Difference between Force Touch and Capacitive Pressure Sensing

So quick question, I'm curious, and no one has really shed any light on this. Many modern capacitive touchscreens even on for example the Nexus 4 can distinguish pressure on the touchscreen, and there have been xPosed modules that can utilize this feature. How is this honestly different than force touch? And what kind of reliability are we expecting here? If there is a type of membrane that is depressed and activates the iPhones context menus, isn't that a wear part? Will this be something that will supposedly fail after a certain amount of presses? Also, how is this different than the Android long press context menus? Probably not by much, this will be an interesting feature to see implemented into new phones since things that Apple elaborates on ends up finding its way onto other devices.... Inputs?

From what I heard, 3D touch is achieved by many sensors somewhere around the back light of the device that are able to detect minuscule amounts of flex in the touch screen. It seems as though so far, this achieves pretty much the same actually as android context menus but could have different applications for games and in the future.

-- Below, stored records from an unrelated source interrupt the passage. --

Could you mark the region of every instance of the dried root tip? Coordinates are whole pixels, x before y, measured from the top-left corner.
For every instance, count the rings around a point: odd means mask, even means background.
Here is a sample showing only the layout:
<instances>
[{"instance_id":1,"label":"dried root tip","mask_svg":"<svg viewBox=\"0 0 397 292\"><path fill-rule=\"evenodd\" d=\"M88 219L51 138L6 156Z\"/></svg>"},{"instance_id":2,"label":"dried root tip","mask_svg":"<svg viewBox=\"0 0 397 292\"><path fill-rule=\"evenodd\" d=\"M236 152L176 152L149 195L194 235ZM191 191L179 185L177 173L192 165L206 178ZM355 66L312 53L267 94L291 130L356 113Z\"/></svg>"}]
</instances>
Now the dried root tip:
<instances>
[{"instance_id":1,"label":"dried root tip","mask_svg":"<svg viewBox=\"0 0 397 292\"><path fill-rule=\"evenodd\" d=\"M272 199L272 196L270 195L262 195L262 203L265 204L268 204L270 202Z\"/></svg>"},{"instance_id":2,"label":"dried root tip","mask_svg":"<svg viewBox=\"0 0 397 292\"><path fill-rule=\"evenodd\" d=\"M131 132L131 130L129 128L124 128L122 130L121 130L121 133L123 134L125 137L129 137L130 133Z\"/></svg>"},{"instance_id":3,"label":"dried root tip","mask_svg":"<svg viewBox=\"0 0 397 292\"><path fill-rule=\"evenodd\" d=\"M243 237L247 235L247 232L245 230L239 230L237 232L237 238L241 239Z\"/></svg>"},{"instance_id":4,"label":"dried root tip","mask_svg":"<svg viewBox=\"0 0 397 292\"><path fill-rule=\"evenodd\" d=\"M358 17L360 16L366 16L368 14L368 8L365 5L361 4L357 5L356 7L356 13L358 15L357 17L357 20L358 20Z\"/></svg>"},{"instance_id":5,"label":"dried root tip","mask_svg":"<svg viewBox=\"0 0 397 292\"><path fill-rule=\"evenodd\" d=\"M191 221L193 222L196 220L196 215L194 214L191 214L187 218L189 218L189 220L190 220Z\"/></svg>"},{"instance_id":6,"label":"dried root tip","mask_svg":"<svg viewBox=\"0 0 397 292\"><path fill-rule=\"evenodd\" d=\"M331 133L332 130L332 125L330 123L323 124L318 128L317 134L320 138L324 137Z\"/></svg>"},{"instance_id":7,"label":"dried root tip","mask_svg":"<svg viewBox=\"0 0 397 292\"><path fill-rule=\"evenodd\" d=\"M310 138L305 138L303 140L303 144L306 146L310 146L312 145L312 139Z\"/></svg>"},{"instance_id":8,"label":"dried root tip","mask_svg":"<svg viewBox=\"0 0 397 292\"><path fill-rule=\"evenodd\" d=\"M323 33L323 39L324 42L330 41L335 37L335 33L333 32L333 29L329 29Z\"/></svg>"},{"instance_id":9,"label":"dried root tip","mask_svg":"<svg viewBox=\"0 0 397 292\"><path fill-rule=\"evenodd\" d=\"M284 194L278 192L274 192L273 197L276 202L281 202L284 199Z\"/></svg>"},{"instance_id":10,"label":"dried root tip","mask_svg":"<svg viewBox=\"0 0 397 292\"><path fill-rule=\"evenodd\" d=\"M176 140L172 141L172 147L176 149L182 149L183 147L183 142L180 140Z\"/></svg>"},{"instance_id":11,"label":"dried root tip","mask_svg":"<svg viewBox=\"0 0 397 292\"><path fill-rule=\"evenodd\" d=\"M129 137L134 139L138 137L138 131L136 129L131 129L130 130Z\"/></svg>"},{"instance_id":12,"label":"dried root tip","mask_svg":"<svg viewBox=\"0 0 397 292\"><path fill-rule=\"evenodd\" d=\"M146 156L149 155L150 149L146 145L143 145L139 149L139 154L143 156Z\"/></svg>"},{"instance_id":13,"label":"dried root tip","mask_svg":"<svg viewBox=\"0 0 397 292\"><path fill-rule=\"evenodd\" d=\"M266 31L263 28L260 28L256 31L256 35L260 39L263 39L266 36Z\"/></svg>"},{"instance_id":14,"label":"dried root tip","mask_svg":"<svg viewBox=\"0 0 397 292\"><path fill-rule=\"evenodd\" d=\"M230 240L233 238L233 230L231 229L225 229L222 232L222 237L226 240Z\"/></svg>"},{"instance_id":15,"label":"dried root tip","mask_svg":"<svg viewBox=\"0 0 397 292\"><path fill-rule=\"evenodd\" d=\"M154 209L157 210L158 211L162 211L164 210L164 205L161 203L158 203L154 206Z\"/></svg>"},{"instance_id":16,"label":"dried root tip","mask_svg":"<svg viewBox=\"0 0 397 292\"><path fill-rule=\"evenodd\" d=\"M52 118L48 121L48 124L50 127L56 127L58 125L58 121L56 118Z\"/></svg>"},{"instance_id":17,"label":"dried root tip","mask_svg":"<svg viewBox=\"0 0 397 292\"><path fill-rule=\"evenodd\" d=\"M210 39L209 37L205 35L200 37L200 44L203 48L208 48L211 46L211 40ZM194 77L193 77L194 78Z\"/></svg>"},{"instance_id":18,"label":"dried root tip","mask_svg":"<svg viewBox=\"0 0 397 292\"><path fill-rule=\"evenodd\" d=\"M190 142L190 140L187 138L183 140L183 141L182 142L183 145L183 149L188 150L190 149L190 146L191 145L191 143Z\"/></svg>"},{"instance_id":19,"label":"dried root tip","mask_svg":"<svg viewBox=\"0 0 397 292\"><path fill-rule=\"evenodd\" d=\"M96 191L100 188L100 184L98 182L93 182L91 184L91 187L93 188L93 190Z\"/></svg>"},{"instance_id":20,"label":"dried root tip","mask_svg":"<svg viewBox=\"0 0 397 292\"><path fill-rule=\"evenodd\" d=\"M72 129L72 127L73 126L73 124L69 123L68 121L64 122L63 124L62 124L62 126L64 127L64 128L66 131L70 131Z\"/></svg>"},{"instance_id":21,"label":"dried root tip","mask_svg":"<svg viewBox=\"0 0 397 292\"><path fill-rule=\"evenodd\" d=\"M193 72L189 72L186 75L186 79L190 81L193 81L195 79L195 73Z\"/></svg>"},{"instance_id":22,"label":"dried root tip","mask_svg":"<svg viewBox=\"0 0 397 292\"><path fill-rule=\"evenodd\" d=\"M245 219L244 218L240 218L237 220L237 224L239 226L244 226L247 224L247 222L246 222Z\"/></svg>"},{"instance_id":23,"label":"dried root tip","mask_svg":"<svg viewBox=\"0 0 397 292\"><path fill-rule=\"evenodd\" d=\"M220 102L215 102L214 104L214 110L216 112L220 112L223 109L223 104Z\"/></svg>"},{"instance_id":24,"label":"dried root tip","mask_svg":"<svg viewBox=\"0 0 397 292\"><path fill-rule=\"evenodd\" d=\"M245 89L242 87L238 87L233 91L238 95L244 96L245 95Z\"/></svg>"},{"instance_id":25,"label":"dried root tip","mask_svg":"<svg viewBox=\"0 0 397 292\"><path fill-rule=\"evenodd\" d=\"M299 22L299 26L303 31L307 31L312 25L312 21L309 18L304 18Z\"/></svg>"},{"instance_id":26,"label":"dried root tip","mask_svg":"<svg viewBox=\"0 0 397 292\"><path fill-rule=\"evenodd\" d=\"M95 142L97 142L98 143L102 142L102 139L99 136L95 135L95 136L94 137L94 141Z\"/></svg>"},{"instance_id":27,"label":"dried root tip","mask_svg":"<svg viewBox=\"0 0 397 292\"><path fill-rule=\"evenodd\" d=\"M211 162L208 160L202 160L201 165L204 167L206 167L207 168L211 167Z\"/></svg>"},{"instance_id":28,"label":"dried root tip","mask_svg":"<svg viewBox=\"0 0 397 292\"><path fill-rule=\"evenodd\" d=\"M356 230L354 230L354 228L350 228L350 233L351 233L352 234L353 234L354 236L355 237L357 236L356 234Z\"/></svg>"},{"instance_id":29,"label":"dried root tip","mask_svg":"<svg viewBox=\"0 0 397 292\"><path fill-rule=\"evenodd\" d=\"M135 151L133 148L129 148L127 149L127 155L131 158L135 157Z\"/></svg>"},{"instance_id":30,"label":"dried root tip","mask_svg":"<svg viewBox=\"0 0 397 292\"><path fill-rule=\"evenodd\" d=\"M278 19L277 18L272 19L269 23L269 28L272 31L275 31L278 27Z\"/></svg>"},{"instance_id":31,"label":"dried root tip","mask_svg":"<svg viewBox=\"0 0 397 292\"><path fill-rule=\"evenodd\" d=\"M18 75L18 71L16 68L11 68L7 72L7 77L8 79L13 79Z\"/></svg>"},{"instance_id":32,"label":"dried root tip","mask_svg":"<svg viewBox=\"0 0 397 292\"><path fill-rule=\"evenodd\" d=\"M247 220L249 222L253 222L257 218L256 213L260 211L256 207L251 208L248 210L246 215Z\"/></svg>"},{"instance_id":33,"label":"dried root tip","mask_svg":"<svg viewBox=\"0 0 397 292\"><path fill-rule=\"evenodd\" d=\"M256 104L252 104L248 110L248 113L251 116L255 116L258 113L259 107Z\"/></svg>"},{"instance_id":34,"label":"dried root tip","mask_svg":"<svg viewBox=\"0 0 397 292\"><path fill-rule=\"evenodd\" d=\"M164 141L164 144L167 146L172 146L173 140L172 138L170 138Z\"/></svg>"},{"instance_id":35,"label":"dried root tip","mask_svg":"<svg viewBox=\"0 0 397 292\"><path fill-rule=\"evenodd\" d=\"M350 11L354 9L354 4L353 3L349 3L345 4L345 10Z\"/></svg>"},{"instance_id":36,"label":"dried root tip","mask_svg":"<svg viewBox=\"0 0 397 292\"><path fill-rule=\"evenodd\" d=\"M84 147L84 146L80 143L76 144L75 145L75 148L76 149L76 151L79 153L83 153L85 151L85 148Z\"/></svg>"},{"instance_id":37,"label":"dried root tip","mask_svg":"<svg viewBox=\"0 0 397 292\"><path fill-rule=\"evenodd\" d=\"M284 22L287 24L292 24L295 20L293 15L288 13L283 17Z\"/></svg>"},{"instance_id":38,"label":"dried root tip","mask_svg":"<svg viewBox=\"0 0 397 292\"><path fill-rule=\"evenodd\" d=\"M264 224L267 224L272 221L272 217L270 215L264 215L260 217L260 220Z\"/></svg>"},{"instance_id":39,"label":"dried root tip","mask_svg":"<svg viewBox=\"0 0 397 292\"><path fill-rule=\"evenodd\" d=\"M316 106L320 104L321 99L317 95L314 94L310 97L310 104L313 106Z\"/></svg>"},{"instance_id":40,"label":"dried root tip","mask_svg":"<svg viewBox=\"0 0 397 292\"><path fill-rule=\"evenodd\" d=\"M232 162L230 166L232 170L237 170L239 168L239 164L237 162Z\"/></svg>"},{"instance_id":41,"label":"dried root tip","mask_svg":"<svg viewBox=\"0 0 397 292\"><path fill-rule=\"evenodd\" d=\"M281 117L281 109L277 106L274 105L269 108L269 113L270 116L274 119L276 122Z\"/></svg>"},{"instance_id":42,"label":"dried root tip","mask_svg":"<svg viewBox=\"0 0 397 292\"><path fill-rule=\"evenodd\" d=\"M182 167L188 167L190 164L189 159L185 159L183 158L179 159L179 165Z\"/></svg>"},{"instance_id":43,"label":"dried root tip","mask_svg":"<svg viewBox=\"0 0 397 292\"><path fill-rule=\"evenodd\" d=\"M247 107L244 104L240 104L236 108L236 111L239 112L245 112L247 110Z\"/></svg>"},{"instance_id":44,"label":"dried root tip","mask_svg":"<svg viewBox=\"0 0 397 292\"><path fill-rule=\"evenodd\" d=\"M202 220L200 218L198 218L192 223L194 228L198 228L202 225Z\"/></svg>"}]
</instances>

I wasn't aware of the Nexus 4 or any android device having something like this. Upon looking into it, unless I found the wrong thing, it seems as though the detection principle behind that is actually based on the surface area taken by a single touch, and not actually by the amount of pressure applied.

I did forget to mention that Huawei actually did show a feature similar to this for the Mate S.

Force Touch is realistically a "Marketing" Gimmick. all Apple did was add a "Right Click" to iOS and WatchOS. that's about it. that's all it does. as for the capacitive pressure sensing. versus force touch. if you want to get down to it. there is no difference. they both do the same crap. it's just one does a feature. they other doesn't (Capacitive pressure).